Em junho de 2016, o traficante brasileiro Jorge Rafaat foi morto em uma emboscada na fronteira entre o Brasil e o Paraguai. A execução de Rafaat foi planejada pelo PCC e pelo CV, mas a morte do traficante se transformou no estopim para uma "guerra" entre as duas facções. O PCC, que antes atuava em conjunto com o CV na exploração da rota paraguaia do tráfico de drogas, passou a dominar, sozinho, esse corredor. Isso aumentou a pressão sobre o CV para buscar uma nova rota de acesso à maconha.
"Depois que o PCC matou o [Jorge] Rafaat [em 2016], o CV ficou praticamente sem acesso à maconha paraguaia, que é de ótima qualidade comparada com a produzida no Nordeste brasileiro, por exemplo. A saída foi comprar maconha na Colômbia. Eles precisam fazer caixa. E quem tem o controle das rotas nessa região é a FDN", disse o entrevistado ligado às forças de segurança pública.
Segundo o entrevistado, a nova rota da maconha começou a ser utilizada há pouco mais de cinco anos, mas o fluxo por ela só se intensificou ao longo de 2017. A maconha colombiana, segundo a fonte, abastece hoje os mercados das regiões Norte, Nordeste e Centro-Oeste.
O aumento na utilização da rota amazônica para a entrada da maconha colombiana no Brasil coincide com a redução da demanda pela droga no mercado norte-americano. Atualmente, 29 dos 50 Estados norte-americanos legalizaram ou descriminalizaram o uso da maconha para fins medicinais ou recreativos.

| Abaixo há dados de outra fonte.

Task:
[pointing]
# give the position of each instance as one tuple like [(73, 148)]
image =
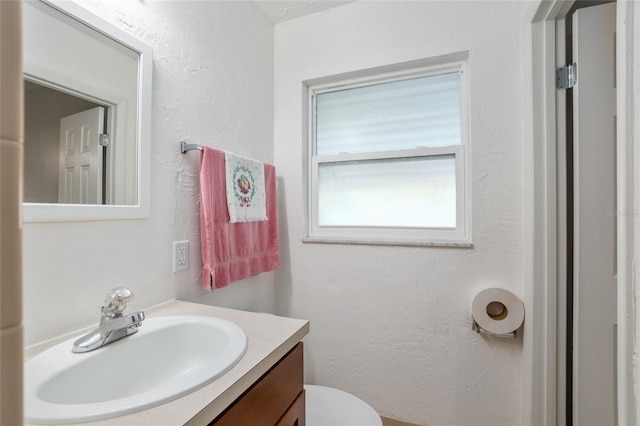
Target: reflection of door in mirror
[(46, 172), (80, 179), (70, 67)]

Essa política teria feito cair o fluxo de maconha oriunda da Colômbia em direção aos Estados Unidos. Segundo dados do governo norte-americano, o número de apreensões de maconha na fronteira entre o México e os EUA caiu 24% entre 2011 e 2014.

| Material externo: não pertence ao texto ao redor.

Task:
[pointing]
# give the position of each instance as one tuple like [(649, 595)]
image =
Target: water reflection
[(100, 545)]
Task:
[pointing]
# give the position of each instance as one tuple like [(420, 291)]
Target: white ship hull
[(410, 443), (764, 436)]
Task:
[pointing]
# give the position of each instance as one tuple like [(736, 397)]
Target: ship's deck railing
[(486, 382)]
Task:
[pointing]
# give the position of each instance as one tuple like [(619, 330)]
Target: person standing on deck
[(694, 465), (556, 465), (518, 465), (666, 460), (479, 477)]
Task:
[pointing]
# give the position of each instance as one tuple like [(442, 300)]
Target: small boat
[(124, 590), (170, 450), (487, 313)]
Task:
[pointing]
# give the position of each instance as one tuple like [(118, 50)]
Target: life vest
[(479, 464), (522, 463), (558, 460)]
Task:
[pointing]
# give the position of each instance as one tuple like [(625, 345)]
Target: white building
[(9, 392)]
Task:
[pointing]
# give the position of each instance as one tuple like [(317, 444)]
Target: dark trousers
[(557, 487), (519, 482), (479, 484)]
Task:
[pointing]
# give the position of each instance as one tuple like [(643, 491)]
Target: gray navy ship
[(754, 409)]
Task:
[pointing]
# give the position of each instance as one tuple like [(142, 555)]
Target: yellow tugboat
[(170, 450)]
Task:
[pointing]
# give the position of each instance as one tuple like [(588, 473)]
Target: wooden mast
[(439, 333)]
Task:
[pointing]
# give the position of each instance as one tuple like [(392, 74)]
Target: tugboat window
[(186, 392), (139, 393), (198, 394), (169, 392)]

Considerada de alta qualidade, a maconha colombiana chega a ser vendida no mercado brasileiro por um valor até oito vezes mais alto do que a paraguaia.

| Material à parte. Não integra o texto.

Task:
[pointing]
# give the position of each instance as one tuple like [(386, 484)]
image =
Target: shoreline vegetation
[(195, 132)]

Rota surge em meio a conflitos no PCC e crise para o CV
A exploração da nova rota se intensifica em um momento de crise do PCC, principal rival do Comando Vermelho e da FDN. Na última quinta-feira (15), Rogério Jeremias de Simone, o Gegê do Mangue, foi morto a tiros no Ceará. Ele era apontado como o principal líder do PCC fora dos presídios e o terceiro na hierarquia geral do PCC.
Gegê do Mangue |
Moradores da área indígena onde Gegê foi morto afirmam que um helicóptero teria sido usado para disparar tiros contra ele. Uma das linhas de investigação é que ele tenha sido morto como parte de uma represália imposta pela alta cúpula do PCC depois que Gegê ordenou a morte do ex-integrante da facção Edílson Borges Nogueira, o Birosca, antigo aliado de Marco Willians Herbas Camacho, o Marcola.
Para o Comando Vermelho, o momento também é de preocupação. Depois de perder acesso à rota paraguaia de maconha e cocaína para o PCC, o CV poderá sofrer com a intervenção federal na Segurança Pública do Estado do Rio de Janeiro decretada pelo presidente Michel Temer (MDB). Apesar de atuar em quase todo o Brasil, o CV ainda é fortemente baseado no Rio de Janeiro.